You'll still need crosswalks to allow pedestrians to cross the street. Beyond that, the mere possibility of a kid running into the street means that your theoretical maximum speed is basically the same as it is now, simply due to physics: even if cars can instantly detect a person trying to cross the road, you still need time to brake and come to a stop. That doesn't change whether it's a computer driving the car or a human. Speeding up autonomous traffic basically undermines the biggest advantage--360 degree awareness and faster-than-human reaction times--AVs should offer.

As for intersections where cars zip through the gaps between cars with minimal spacing, that's a pipe dream simply because you're cutting safety margins to nearly zero. Signals drop out and computer processes crash. Car sensors will pick up false positives.

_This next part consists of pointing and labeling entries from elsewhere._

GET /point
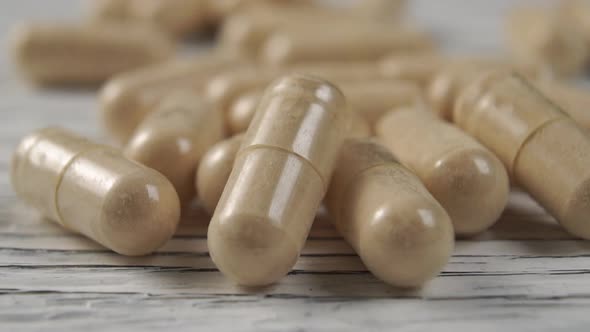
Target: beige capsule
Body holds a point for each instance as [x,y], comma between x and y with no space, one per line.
[452,78]
[127,98]
[175,17]
[400,231]
[245,31]
[578,12]
[402,234]
[216,165]
[542,36]
[63,53]
[544,150]
[278,181]
[175,136]
[92,189]
[574,100]
[353,42]
[224,88]
[368,99]
[214,170]
[464,176]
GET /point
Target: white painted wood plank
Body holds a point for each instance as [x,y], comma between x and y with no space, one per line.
[100,312]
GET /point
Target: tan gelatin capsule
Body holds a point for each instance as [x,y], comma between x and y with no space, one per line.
[448,83]
[465,177]
[578,11]
[544,150]
[128,98]
[573,100]
[368,99]
[224,88]
[216,165]
[92,189]
[173,138]
[176,17]
[59,53]
[542,36]
[214,170]
[278,181]
[354,42]
[402,234]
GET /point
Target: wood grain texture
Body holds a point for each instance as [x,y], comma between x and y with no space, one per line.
[525,274]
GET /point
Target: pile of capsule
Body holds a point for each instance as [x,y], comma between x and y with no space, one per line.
[299,106]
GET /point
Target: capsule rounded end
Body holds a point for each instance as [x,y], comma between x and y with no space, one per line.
[214,169]
[473,187]
[139,215]
[252,251]
[157,148]
[406,249]
[242,111]
[120,111]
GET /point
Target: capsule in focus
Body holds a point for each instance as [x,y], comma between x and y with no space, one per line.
[368,100]
[127,98]
[175,136]
[93,190]
[402,234]
[278,181]
[465,177]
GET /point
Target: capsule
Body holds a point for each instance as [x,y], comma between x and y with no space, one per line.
[353,42]
[573,100]
[92,189]
[465,177]
[544,150]
[216,165]
[401,233]
[224,88]
[214,170]
[175,136]
[368,100]
[175,17]
[278,181]
[448,83]
[127,98]
[59,53]
[542,36]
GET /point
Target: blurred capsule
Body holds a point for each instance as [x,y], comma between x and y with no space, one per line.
[60,53]
[173,138]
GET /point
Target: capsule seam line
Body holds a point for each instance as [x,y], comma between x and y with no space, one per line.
[528,138]
[261,146]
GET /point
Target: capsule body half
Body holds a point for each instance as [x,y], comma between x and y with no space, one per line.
[175,136]
[543,149]
[94,190]
[402,234]
[465,177]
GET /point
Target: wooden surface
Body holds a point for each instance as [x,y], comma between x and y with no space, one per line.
[525,274]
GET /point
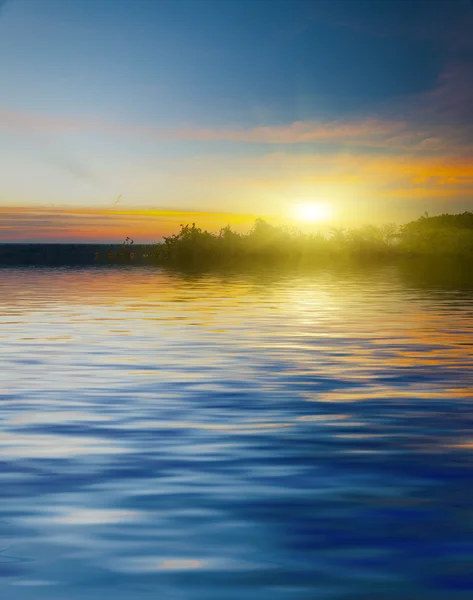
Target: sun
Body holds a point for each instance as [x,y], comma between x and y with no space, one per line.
[312,212]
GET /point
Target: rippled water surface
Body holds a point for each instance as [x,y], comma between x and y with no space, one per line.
[214,437]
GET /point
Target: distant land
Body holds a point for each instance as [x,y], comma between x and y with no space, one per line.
[443,235]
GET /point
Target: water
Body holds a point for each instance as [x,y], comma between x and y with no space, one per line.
[223,436]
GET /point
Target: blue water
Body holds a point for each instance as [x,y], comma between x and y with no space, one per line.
[235,436]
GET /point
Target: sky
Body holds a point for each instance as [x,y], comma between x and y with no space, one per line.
[128,117]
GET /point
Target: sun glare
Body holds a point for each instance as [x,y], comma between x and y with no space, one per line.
[312,212]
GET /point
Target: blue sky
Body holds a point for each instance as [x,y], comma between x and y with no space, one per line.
[236,105]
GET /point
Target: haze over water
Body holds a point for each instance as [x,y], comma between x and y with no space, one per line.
[227,436]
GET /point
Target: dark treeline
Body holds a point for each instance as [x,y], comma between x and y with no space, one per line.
[444,235]
[447,235]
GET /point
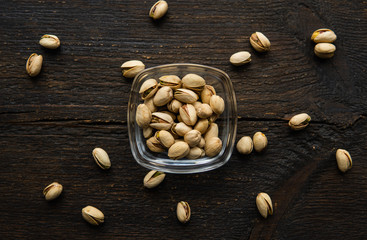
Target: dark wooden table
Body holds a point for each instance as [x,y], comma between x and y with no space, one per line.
[50,124]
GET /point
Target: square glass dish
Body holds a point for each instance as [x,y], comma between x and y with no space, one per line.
[227,122]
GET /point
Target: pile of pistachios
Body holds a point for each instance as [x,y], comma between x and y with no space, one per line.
[174,120]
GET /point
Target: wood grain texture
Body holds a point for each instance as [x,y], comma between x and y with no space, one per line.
[49,125]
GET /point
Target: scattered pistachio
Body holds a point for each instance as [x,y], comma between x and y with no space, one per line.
[50,41]
[344,160]
[92,215]
[264,204]
[101,158]
[131,68]
[183,212]
[153,179]
[34,64]
[158,10]
[299,121]
[52,191]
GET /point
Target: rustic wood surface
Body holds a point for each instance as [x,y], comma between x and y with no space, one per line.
[50,124]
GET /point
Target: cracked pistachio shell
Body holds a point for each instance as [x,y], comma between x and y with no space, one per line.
[193,82]
[174,106]
[154,145]
[323,35]
[150,104]
[212,131]
[92,215]
[131,68]
[153,179]
[181,129]
[188,114]
[259,42]
[171,81]
[143,116]
[217,104]
[245,145]
[52,191]
[264,204]
[34,64]
[101,158]
[158,10]
[324,50]
[192,138]
[204,111]
[240,58]
[178,150]
[163,96]
[161,121]
[148,88]
[213,146]
[50,41]
[299,121]
[202,125]
[207,93]
[344,160]
[260,141]
[195,153]
[147,132]
[183,212]
[185,95]
[165,138]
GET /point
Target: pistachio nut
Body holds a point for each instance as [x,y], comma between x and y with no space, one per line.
[260,141]
[158,10]
[183,212]
[150,104]
[50,41]
[245,145]
[194,82]
[174,106]
[240,58]
[213,146]
[195,153]
[204,111]
[212,131]
[178,150]
[217,104]
[52,191]
[143,116]
[161,121]
[181,129]
[192,138]
[165,138]
[148,88]
[147,132]
[344,160]
[323,35]
[153,179]
[259,42]
[92,215]
[101,158]
[131,68]
[188,114]
[186,96]
[171,81]
[202,125]
[299,121]
[34,64]
[163,96]
[207,93]
[264,204]
[154,145]
[324,50]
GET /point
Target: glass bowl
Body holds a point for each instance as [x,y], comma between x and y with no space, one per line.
[227,122]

Car brakes and tires wear down over time, which will cause the car's performance to deviate from what everyone's models will expect. Bald tires? Winter tires in summer? Summer tires in winter? Maybe your car tries to take into account tire wear, but what happens if they're out of balance or alignment and the tread wears unevenly? What about the autonomous SUV that's loaded nearly at its maximum load thanks to the home improvement supplies the person bought at Home Depot?

The sort of carefully choreographed ballet you're envisioning[0] falls apart in catastrophic fashion the moment a single car comes along that doesn't behave as expected. If one car slams on the brakes to avoid a kid, a ball bouncing into traffic, a barrel that fell over, or any of the million other examples of things that happen in a complex environment, you get a massive multi-car collision, and because we're now moving faster than would have been possible before, you're going to get casualties.

So you need to slow traffic flow and increase the distance between cars to create a larger safety margin. That cuts down on the expected advantages, and you wind up much closer to existing traffic flows than the imagined ballet. And even if we choose to ignore the possibility of failure, at the end of the day, roads are a finite surface. There's still a physical limit to the number that can physically fit on a given stretch of road. AVs could, theoretically, push that number higher by removing some of the factors that decrease capacity, but there's still a limit. They can't solve the problem of congestion.

There's also the human element. Even if you "know" the cars are communicating with one another and you'll safely shoot through the intersection, those pesky human brains--you know, the ones that evolved to notice predators on the edge of a person's field of vision before those predators managed to rush up and eat you---are going to positively lose their shit the second they see a car speeding towards them on what appears to be a collision course at 50 miles an hour. That kind of intersection is pretty much perfect for triggering those fight-or-flight stress responses, and they'll make the stress of even the worst of LA traffic look positively pleasant by comparison.

Can AVs do a lot to improve traffic? Sure, assuming they don't increase the number of vehicles on the road--which is unlikely, to say the least. Anyhow, even the less-capable levels of automation could decrease things like phantom traffic jams. But we'll never see the kind of traffic ballets you're talking about save, perhaps, things like highway on-ramps.